The Incredible Tale of the Greatest Toy Man You've Never Known — This is a long and fascinating profile. Cabbage Patch Kids. Pokemon. Lehman auction rate securities. NFTs. It’s all here. (h/t John M.)
How 12th-century Genoese merchants invented the idea of risk — The interesting history and etymology, which is also well covered in one of the great books on the topic, Bernstein’s “Against the Gods.”
Wendy Wein wanted her ex-husband dead. But she didn’t want to kill him herself and didn’t know anyone she trusted to do it for her. So she did what a lot of people do when they have a job they can’t or don’t want to do themselves — she searched for help on the Internet.

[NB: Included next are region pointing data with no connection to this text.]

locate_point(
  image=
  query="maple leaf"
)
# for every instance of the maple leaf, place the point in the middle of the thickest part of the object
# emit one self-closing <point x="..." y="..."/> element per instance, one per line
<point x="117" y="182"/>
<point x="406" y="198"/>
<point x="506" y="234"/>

What Wein found was presumably reassuring. The website promised her confidentiality. It boasted of industry awards. It showed off testimonials of satisfied customers. The website bragged about complying with HIPPA, which it said was ‘the Hitman Information Privacy & Protection Act of 1964.’ Bob Innes, a 54-year-old Northern California man who forwards any serious inquiries to law enforcement, launched the site 16 years ago as part of an Internet security business that never went anywhere. Instead, it has served as a honeypot of sorts, attracting people who want to hire professional killers. Wein, 52, is not the only one who has gotten stuck in Innes’s digital trap. About 650 to 700 people have contacted him since he first registered the website in 2005, including about 400 who, like Wein, filled out his ‘service request form,’ which requires users to give their name, email address and phone number, along with the same information of their ‘targets,’ Innes said.